La Siria per gli Stati Uniti è un dilemma che divide non soltanto la comunità internazionale ma anche Washington. Che fare? Da una parte l'America, che si è trovata a sostenere i Fratelli Musulmani in Tunisia ed Egitto contro i vecchi Raìs alleati degli Stati Uniti, deve difendere i principi democratici e quindi schierarsi contro Assad, dall'altra si preoccupa di salvaguardare i suoi interessi strategici: Washington teme una caduta rovinosa del regime con effetti negativi su Israele, un'ascesa delle formazioni islamiche più radicali e si interroga sul destino delle armi chimiche del regime che potrebbero cadere in cattive mani.

Il vicepresidente americano Joe Biden ha detto recentemente al presidente Giorgio Napolitano che «gli Stati Uniti non vogliono assolutamente essere coinvolti in un nuovo Iraq». Lo stesso Barack Obama aveva frenato il predecessore di Kerry, la signora Hillary Clinton, favorevole a rifornire di armi i ribelli.

Si profilano delle differenze, sottolineate dalla stampa americana, tra Kerry e la Casa Bianca: Obama ha come priorità riportare a casa i soldati dall'Afghanistan - dove Karzai infuriato ha appena chiesto il ritiro delle truppe speciali Usa dalla provincia di Wardak, la porta di Kabul - e di chiudere se possibile la guerra al terrorismo iniziata da Bush Junior; Kerry vorrebbe la ripresa dei negoziati tra israeliani e palestinesi nel tentativo di raggiungere un accordo tra le parti. Il segretario di Stato aspira a lasciare un segno nella storia: obiettivo comprensibile in un ex candidato alla presidenza (fu sconfitto da Bush jr. nel 2004) ma assai ambizioso in un contesto sfavorevole.

Questa non appare la priorità del momento e neppure di Israele: Obama si recherà il 4 marzo nello stato ebraico e il primo ministro Benjamin Netanyahu ha già fatto sapere che al primo punto dei colloqui ci sarà il dossier dell'atomica di Teheran. Domani riprendono in Kazakhstan i negoziati sul nucleare tra il 5+1 e l'Iran: le indicazioni della vigilia - con l'annuncio dell'istallazione di nuove centrifughe nell'impianto di Natanz - suggeriscono ben poco ottimismo perché gli iraniani hanno intenzione di trascinare la comunità internazionale in trattative estenuanti che, salvo sorprese sempre possibili, non dovrebbero concludersi prima delle controverse elezioni presidenziali di giugno.

In questo tour dell'ascolto, nel quale oltre ai leader europei vedrà anche quelli arabi del Golfo e il collega russo Lavrov, Kerry si renderà conto che gli Stati Uniti sono chiamati a prendere decisioni in tempi brevi.

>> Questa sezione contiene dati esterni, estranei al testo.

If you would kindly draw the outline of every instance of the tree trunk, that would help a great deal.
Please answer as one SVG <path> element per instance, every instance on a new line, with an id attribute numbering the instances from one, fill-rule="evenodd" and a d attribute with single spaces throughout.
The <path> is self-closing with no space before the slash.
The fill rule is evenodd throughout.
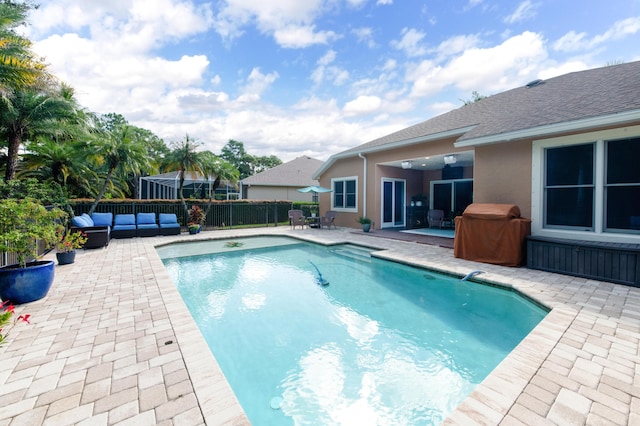
<path id="1" fill-rule="evenodd" d="M 18 149 L 22 143 L 22 131 L 18 130 L 9 135 L 9 147 L 7 150 L 7 168 L 4 173 L 4 180 L 8 182 L 16 177 L 18 167 Z"/>
<path id="2" fill-rule="evenodd" d="M 89 209 L 89 216 L 93 214 L 96 207 L 98 207 L 98 203 L 100 202 L 100 200 L 102 200 L 102 197 L 104 197 L 104 193 L 107 191 L 107 185 L 109 185 L 109 182 L 111 182 L 111 176 L 113 176 L 114 170 L 115 169 L 109 169 L 109 173 L 107 173 L 107 177 L 104 179 L 104 184 L 102 185 L 102 188 L 100 188 L 100 193 L 96 197 L 93 204 L 91 204 L 91 208 Z"/>

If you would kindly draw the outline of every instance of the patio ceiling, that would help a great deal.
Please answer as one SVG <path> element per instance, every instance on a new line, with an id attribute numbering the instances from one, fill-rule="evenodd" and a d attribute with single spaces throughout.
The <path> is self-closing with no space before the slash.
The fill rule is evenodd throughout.
<path id="1" fill-rule="evenodd" d="M 444 155 L 431 155 L 425 157 L 401 158 L 394 161 L 378 163 L 382 166 L 398 167 L 411 170 L 440 170 L 445 166 L 445 157 L 453 156 L 455 163 L 451 167 L 473 166 L 473 151 L 452 152 Z M 411 167 L 403 167 L 402 163 L 408 162 Z"/>

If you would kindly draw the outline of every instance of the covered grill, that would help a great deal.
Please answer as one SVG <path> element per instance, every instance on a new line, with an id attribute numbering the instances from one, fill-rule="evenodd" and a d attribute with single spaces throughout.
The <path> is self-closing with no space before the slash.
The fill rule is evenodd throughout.
<path id="1" fill-rule="evenodd" d="M 531 220 L 513 204 L 470 204 L 455 218 L 453 255 L 477 262 L 520 266 Z"/>

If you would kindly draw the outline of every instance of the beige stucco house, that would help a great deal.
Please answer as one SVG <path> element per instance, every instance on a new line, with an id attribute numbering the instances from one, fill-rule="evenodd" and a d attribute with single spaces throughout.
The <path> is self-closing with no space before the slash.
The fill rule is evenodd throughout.
<path id="1" fill-rule="evenodd" d="M 415 226 L 411 201 L 424 197 L 454 215 L 471 202 L 515 204 L 541 239 L 640 248 L 640 62 L 464 105 L 337 153 L 314 178 L 333 189 L 321 210 L 339 211 L 338 226 L 360 215 Z"/>
<path id="2" fill-rule="evenodd" d="M 240 182 L 242 198 L 251 200 L 314 201 L 313 193 L 301 193 L 298 189 L 317 185 L 313 173 L 322 161 L 303 155 Z"/>

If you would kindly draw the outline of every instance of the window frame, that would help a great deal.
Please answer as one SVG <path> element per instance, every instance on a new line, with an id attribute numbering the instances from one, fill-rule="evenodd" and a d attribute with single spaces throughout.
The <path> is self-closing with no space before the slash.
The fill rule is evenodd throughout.
<path id="1" fill-rule="evenodd" d="M 346 193 L 346 188 L 347 185 L 346 183 L 349 181 L 354 181 L 355 182 L 355 193 L 354 195 L 354 199 L 355 199 L 355 205 L 353 207 L 345 207 L 344 203 L 342 206 L 336 206 L 335 205 L 335 196 L 336 196 L 336 182 L 342 182 L 344 184 L 344 188 L 345 188 L 345 192 L 344 192 L 344 200 L 346 202 L 347 199 L 347 193 Z M 331 210 L 335 210 L 338 212 L 347 212 L 347 213 L 357 213 L 358 212 L 358 176 L 343 176 L 343 177 L 336 177 L 336 178 L 331 178 Z"/>
<path id="2" fill-rule="evenodd" d="M 640 243 L 640 234 L 633 230 L 606 228 L 606 144 L 640 137 L 640 126 L 588 132 L 571 136 L 539 139 L 532 142 L 531 162 L 531 233 L 535 236 L 576 240 Z M 595 144 L 593 228 L 546 226 L 546 157 L 547 148 Z"/>

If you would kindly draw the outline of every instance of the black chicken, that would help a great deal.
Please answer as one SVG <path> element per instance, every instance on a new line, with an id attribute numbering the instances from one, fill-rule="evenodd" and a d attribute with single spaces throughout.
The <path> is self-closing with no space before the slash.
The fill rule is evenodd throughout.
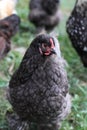
<path id="1" fill-rule="evenodd" d="M 66 24 L 73 47 L 87 67 L 87 0 L 77 0 Z"/>
<path id="2" fill-rule="evenodd" d="M 20 18 L 16 14 L 0 20 L 0 59 L 10 51 L 10 40 L 18 31 L 19 24 Z"/>
<path id="3" fill-rule="evenodd" d="M 36 26 L 37 32 L 52 31 L 60 21 L 60 0 L 31 0 L 29 20 Z"/>
<path id="4" fill-rule="evenodd" d="M 70 112 L 71 101 L 67 74 L 56 38 L 39 35 L 32 41 L 11 78 L 8 99 L 22 127 L 24 122 L 33 122 L 38 130 L 60 128 L 61 121 Z"/>

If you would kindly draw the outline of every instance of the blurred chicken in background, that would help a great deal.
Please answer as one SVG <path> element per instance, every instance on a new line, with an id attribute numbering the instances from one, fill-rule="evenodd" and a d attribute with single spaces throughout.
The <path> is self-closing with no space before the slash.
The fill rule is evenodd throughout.
<path id="1" fill-rule="evenodd" d="M 35 25 L 36 32 L 51 32 L 61 18 L 60 0 L 30 0 L 29 20 Z"/>
<path id="2" fill-rule="evenodd" d="M 0 59 L 11 48 L 11 37 L 16 34 L 20 18 L 16 15 L 17 0 L 0 0 Z"/>
<path id="3" fill-rule="evenodd" d="M 16 13 L 16 3 L 17 0 L 0 0 L 0 19 Z"/>

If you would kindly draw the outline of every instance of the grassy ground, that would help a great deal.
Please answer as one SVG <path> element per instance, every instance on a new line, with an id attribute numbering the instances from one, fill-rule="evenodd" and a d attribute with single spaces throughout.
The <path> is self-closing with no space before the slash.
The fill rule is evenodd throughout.
<path id="1" fill-rule="evenodd" d="M 72 48 L 65 31 L 65 23 L 72 10 L 75 0 L 61 0 L 63 11 L 62 21 L 55 32 L 59 33 L 58 39 L 63 57 L 66 59 L 67 73 L 72 94 L 72 111 L 68 119 L 63 122 L 61 130 L 87 130 L 87 69 L 85 69 Z M 28 0 L 17 5 L 17 11 L 21 17 L 20 32 L 12 40 L 12 50 L 7 57 L 0 61 L 0 129 L 7 130 L 5 112 L 10 104 L 5 99 L 5 89 L 11 75 L 20 64 L 25 49 L 34 38 L 35 28 L 28 22 Z"/>

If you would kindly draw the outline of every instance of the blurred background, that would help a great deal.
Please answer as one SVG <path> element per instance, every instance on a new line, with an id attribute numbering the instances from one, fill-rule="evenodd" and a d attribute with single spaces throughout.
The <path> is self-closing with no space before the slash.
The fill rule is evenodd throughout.
<path id="1" fill-rule="evenodd" d="M 5 91 L 13 72 L 21 62 L 26 48 L 35 37 L 35 27 L 28 21 L 29 0 L 19 0 L 16 10 L 21 18 L 19 33 L 12 39 L 12 49 L 0 61 L 0 130 L 9 130 L 5 113 L 11 106 L 6 100 Z M 62 19 L 55 28 L 58 35 L 62 56 L 67 61 L 67 73 L 72 95 L 72 111 L 63 122 L 61 130 L 87 130 L 87 69 L 73 49 L 66 33 L 66 20 L 73 9 L 75 0 L 61 0 Z"/>

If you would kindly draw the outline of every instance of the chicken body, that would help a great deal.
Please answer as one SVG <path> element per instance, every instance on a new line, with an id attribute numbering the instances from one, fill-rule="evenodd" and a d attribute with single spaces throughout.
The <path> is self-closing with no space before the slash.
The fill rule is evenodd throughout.
<path id="1" fill-rule="evenodd" d="M 62 60 L 57 40 L 40 35 L 32 41 L 9 83 L 8 98 L 13 110 L 21 121 L 36 123 L 38 130 L 58 130 L 70 112 Z"/>
<path id="2" fill-rule="evenodd" d="M 59 0 L 31 0 L 29 20 L 36 26 L 37 32 L 50 32 L 60 21 Z"/>
<path id="3" fill-rule="evenodd" d="M 87 1 L 77 0 L 66 24 L 73 47 L 87 67 Z"/>
<path id="4" fill-rule="evenodd" d="M 2 59 L 11 48 L 11 38 L 19 29 L 20 18 L 12 14 L 0 20 L 0 59 Z"/>

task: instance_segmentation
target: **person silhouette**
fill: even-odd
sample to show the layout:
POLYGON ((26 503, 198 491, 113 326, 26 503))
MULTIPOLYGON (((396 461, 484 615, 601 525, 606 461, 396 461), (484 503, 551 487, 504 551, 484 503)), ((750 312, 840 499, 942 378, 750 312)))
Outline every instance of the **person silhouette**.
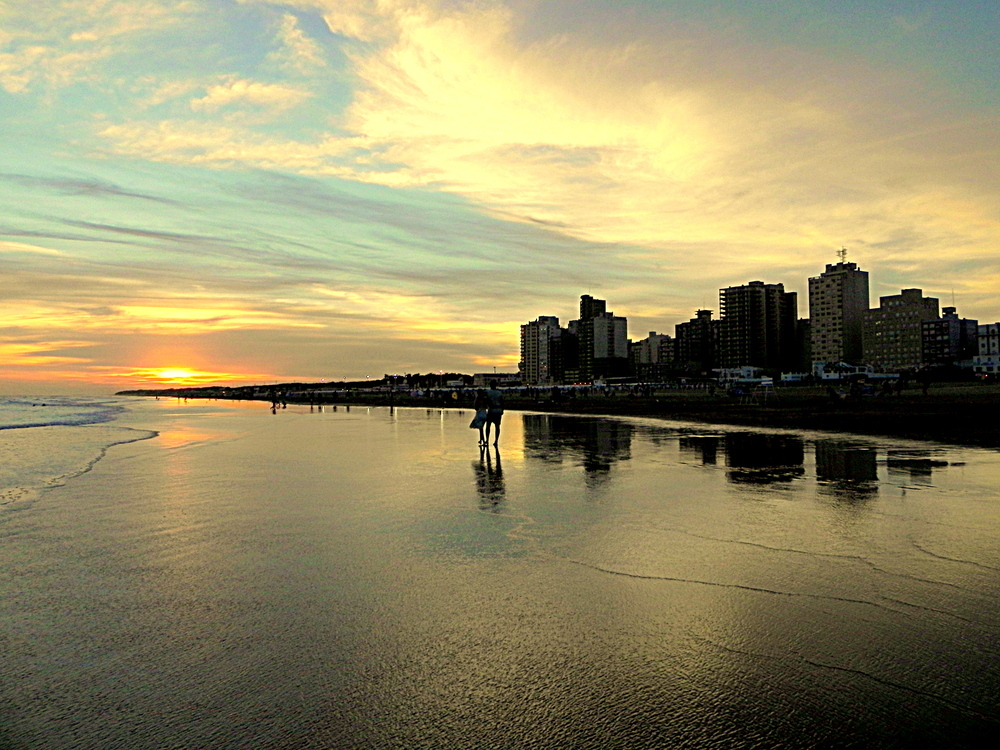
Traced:
POLYGON ((486 399, 489 407, 486 411, 486 443, 490 442, 490 428, 496 426, 493 445, 500 442, 500 421, 503 419, 503 394, 497 388, 497 381, 491 380, 489 390, 486 391, 486 399))
POLYGON ((490 401, 486 397, 486 391, 480 388, 476 391, 476 400, 473 404, 473 408, 476 410, 476 416, 472 418, 469 423, 469 427, 472 429, 479 428, 479 445, 486 445, 486 437, 483 435, 483 428, 486 426, 486 419, 489 414, 490 401))

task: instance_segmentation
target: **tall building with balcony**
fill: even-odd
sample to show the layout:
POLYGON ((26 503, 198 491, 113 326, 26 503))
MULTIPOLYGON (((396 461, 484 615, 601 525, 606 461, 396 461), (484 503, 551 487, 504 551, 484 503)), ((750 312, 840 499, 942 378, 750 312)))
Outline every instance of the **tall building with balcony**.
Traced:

O credono davvero che sia possibile, come ritengono i russi, un negoziato con Damasco per fermare il massacro o si troveranno in gravi difficoltà con i loro stessi alleati che sostengono la guerriglia: dalla Turchia al Qatar, dai vari stati arabi del Golfo all'Egitto, dai francesi alla Gran Bretagna che propone da tempo di togliere l'embargo delle armi per appoggiare l'offensiva anti-Assad.

Insomma si deve decidere della pace e della guerra in una regione dove il conflitto siriano è da due anni una sorta di conflitto per procura che vede schierato il mondo sunnita contro quello sciita capeggiato dall'Iran. Gli effetti della destabilizzazione regionale sono già visibili nel Libano degli Hezbollah ma potrebbe estendersi presto a tutti gli stati confinanti. Benvenuto sulla sponda Sud, signor Kerry, dove tra caos politico e inarrestabili processi di disgregazione la primavera araba è sfiorita da un pezzo.